The SpotBugs project publishes short documents that detail how to integrate SpotBugs into Maven and into Gradle. Once integrated into the build process for your project, the next step is calling the appropriate build targets to generate a human-readable HTML report. Working through the reported issues will be a good learning experience for every developer about things they need to consider when coding, but it may be the case that sometimes SpotBugs will report false positives. Fortunately, these can be suppressed if they are truly incorrect, so that they do not prevent us from being 'SpotBugs-clean'.
A good goal for SpotBugs in any project is to get the codebase entirely clean of any reported issues, and once that is achieved, enable the build to fail if a SpotBugs issue is encountered. This provides protection against the code base getting worse with known issues.
CheckStyle
CheckStyle is a vastly less critical tool than SpotBugs, but it is useful in enforcing some degree of consistency of code style.
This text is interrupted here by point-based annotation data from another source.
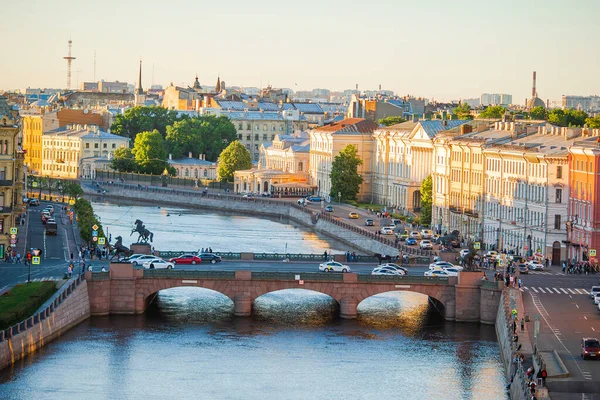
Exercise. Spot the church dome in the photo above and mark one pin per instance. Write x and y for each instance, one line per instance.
(535, 102)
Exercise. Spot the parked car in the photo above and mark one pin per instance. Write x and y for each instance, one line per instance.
(158, 263)
(210, 257)
(426, 233)
(590, 347)
(410, 242)
(333, 266)
(426, 245)
(186, 259)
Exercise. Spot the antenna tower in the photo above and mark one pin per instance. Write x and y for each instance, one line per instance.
(69, 61)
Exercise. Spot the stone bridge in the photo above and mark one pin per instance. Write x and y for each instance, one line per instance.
(128, 290)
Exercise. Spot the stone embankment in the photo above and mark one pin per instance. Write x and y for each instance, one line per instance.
(352, 235)
(68, 307)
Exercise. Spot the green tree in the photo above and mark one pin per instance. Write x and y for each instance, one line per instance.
(492, 112)
(463, 111)
(124, 160)
(389, 121)
(144, 119)
(150, 153)
(593, 122)
(235, 157)
(207, 135)
(344, 175)
(538, 113)
(426, 200)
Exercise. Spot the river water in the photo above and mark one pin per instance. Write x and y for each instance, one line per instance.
(192, 229)
(189, 346)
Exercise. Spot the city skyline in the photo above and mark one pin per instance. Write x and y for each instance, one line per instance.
(440, 51)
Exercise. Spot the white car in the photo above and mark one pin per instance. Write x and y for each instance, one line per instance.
(333, 266)
(387, 271)
(535, 265)
(158, 263)
(441, 265)
(426, 233)
(426, 245)
(139, 259)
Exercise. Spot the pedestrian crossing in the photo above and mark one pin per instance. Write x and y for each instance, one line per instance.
(553, 290)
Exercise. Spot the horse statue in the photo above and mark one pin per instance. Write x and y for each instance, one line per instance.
(120, 249)
(144, 233)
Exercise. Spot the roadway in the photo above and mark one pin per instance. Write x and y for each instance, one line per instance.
(566, 314)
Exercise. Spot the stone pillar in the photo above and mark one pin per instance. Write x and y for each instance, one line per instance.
(348, 307)
(242, 306)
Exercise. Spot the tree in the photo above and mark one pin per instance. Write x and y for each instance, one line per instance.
(124, 160)
(538, 113)
(492, 112)
(463, 111)
(593, 122)
(344, 175)
(150, 153)
(144, 119)
(389, 121)
(207, 135)
(235, 157)
(426, 200)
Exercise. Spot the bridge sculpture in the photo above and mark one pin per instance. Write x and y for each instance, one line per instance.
(128, 290)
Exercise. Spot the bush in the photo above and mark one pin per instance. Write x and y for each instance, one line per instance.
(22, 301)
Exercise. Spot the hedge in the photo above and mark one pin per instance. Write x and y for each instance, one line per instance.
(22, 301)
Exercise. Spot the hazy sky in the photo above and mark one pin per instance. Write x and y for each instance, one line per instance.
(436, 48)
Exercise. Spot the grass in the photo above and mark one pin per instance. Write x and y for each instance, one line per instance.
(22, 301)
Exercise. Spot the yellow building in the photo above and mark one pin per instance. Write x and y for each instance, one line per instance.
(11, 175)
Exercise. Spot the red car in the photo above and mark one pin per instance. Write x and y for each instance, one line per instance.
(186, 259)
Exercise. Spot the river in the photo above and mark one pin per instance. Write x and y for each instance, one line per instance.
(189, 346)
(187, 229)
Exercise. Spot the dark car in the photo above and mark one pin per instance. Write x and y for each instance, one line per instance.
(590, 347)
(186, 259)
(209, 257)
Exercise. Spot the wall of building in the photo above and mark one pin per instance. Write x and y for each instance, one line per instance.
(64, 314)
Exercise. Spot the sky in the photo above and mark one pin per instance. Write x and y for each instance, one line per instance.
(438, 49)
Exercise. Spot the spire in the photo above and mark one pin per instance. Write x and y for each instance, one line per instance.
(218, 87)
(140, 89)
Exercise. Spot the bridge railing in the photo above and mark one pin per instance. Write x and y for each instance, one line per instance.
(403, 279)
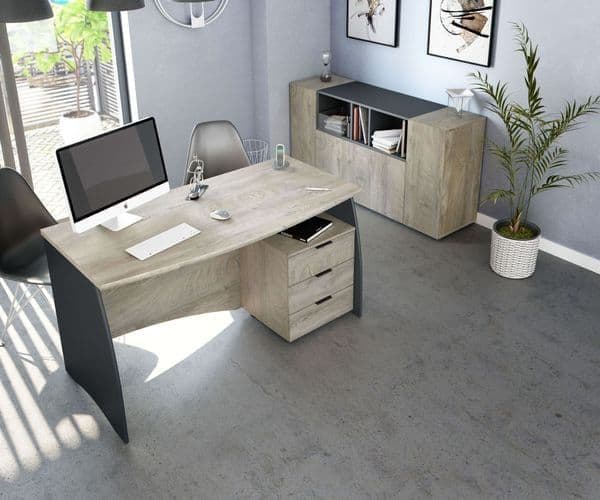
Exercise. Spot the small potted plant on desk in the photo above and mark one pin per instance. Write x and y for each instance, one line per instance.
(532, 161)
It again plugs into Maven and Gradle build processes and can automatically warn via report or via build failures when the code style is no longer being adhered to. It is important to configure CheckStyle with the rules that are critical to your team, and to not just throw all available rules at it. This is because no one has fun fixing failing builds because there is a missing space between the if
statement and its opening bracket, and other mostly-useless rules. It is best practice to sit the development team down together and pick out the rules that they all agree are useful, and enable only those.
JaCoCo
JaCoCo is a code-coverage tool that can visually display the amount of code that is tested by your unit tests. It helps you to identify where test coverage may be lacking, and can be used, in conjunction with Maven, to enforce a minimum level of coverage at all times.
We should not be so data-driven that we write tests purely for the sake of satisfying JaCoCo! Our goals in writing unit tests should always be to ensure correctness of our implementation, and to protect against the accidental introduction of bugs.